En République Démocratique du Congo, les droits et l'accès à la santé sexuelle et reproductive des jeunes restent préoccupants. D’ailleurs, jusqu’en 2022, un article de l’OMS Afrique indiquait que seulement 17 % des jeunes et adolescents ont accédé aux services de santé dans l’ensemble du pays. Quelles sont les barrières et que faire pour améliorer la qualité de ces services ? Nous avons interrogé Brady Bilala, un juriste et expert consultant dans ce domaine.
Bonjour Me. Brady Bilala et merci de nous accorder de votre temps. Pouvez-vous décrire brièvement l’état actuel des droits et de l’accès à la santé sexuelle et reproductive pour les jeunes à Kinshasa ?
Brady Bilala : Bonjour Actualite.cd et merci. En RDC de manière globale et à Kinshasa de manière particulière, l’accès aux services de santé sexuelle et reproductive des jeunes demeure encore limité, car la sexualité reste un sujet tabou au sein des familles congolaises. La plupart des femmes n’en parlent pas, pensant que discuter de la sexualité encourage les jeunes à s'engager dans des relations sexuelles, oubliant ainsi que les jeunes ont droit à l’information sur leur vie sexuelle. De ce constat, nous pouvons conclure sans contrainte que l’état actuel des droits à l’accès à la SSR au niveau national pour les jeunes est encore alarmant. La majorité des jeunes n’ont pas accès à l’information et aux services de SSR.
Quels principaux obstacles identifiez-vous en matière d'accès des jeunes aux services de santé sexuelle et reproductive (SSR) à Kinshasa ?

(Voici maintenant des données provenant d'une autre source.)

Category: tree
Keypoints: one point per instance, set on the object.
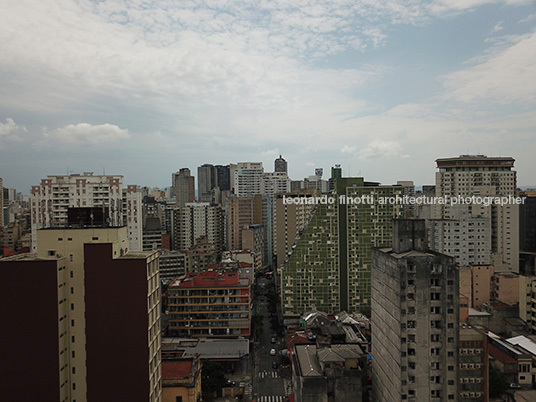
(498, 383)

Brady Bilala : Il y a un manque d’information et de formation en la matière, ainsi qu’un manque de services SSR adéquats pour les jeunes en raison de l’indisponibilité des produits et services de SSRAJ.

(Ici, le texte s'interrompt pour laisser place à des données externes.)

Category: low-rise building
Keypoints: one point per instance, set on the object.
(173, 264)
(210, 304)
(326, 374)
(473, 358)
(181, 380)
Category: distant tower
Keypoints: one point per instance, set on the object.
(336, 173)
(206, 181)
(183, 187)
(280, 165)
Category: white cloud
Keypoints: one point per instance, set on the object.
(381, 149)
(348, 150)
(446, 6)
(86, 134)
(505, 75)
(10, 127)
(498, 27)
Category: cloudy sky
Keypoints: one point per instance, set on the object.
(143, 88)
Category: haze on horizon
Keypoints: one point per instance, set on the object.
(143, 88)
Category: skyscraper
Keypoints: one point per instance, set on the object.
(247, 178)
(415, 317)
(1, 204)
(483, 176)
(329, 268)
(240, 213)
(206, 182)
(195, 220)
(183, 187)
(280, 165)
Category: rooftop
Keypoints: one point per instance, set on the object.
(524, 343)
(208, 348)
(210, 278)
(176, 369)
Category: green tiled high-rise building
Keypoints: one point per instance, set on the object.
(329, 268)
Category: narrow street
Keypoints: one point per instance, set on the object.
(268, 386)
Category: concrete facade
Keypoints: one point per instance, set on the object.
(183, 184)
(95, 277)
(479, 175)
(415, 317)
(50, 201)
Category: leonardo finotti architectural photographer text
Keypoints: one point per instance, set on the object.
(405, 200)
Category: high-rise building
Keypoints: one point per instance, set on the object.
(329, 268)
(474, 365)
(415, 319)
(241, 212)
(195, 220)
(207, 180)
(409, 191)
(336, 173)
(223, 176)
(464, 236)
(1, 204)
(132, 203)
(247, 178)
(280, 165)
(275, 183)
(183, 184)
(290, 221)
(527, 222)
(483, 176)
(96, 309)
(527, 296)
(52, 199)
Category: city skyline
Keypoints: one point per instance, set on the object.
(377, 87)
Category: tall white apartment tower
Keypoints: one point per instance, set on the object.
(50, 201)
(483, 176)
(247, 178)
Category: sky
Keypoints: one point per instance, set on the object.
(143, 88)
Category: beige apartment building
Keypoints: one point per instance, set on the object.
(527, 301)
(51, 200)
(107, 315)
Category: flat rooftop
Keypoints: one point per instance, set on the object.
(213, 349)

L’éducation sexuelle dans les écoles à Kinshasa est-elle adaptée aux besoins des jeunes ? Si non, quelles améliorations proposeriez-vous ?
Brady Bilala : À Kinshasa, comme dans les autres provinces, l’éducation sexuelle complète (ESC) n’est pas encore adaptée aux besoins des jeunes, car chaque école a son propre programme d’enseignement. Par exemple, les écoles catholiques utilisent un programme différent de celui des écoles de l’État. Dans l’ensemble, l’ESC n’est pas encore adaptée dans les écoles de Kinshasa. Nous proposons qu’il y ait un programme unique qui prenne en compte tous les aspects de l’ESC.
Comment les normes socioculturelles influencent-elles les attitudes et comportements des jeunes en matière de SSR, et comment peut-on les changer ?
Brady Bilala : Nos us et coutumes, ainsi que la religion, ne favorisent pas l’amélioration de l’environnement social en matière de SSR. Selon nos us et coutumes, la sexualité est un sujet tabou qui ne mérite pas d’être abordé avec les jeunes, par crainte de les encourager à la prostitution. Cela constitue des barrières et des blocages à l’accès à une bonne information sur la SSR. Nous pouvons remédier à cela en intensifiant les sessions de sensibilisation communautaire qui impliquent directement nos leaders communautaires (parents, chefs coutumiers, leaders religieux, etc.), ainsi qu’en menant des sessions de formation et d'autres activités.
Sur une échelle de 0 à 10, à quel niveau situez-vous les réponses disponibles aux besoins des jeunes en matière de SSR ? Quelles actions concrètes recommanderiez-vous pour améliorer l'accès aux services SSR pour les jeunes, en particulier les adolescentes ?
Brady Bilala : Je situe le niveau à 3. Il est important de multiplier les sessions de sensibilisation et d’information communautaire sur la SSR en impliquant toutes les parties prenantes (parents, enseignants, leaders religieux, chefs coutumiers, etc.) comme mentionné ci-haut ; de rendre disponibles les produits SSR pour les jeunes dans les établissements de santé du secteur public, privé et confessionnel ; de mener des plaidoyers auprès des autorités compétentes pour améliorer l’offre de services SSR pour les jeunes ; ainsi que de former des prestataires de soins sur l’offre de services SSRAJ.
Un mot aux décideurs politiques pour mieux protéger les droits sexuels et reproductifs des jeunes en RDC ?
Brady Bilala : Que les décideurs politiques s’impliquent davantage pour améliorer le bien-être intégral des jeunes en SSR en mettant en œuvre les engagements et traités internationaux que le pays a signés, tels que le Protocole de Maputo et les Engagements de l’Afrique de l’Ouest et du Centre concernant l’éducation sexuelle complète. Les décideurs politiques doivent également rendre disponibles les méthodes contraceptives pour les jeunes afin de leur permettre un accès facile.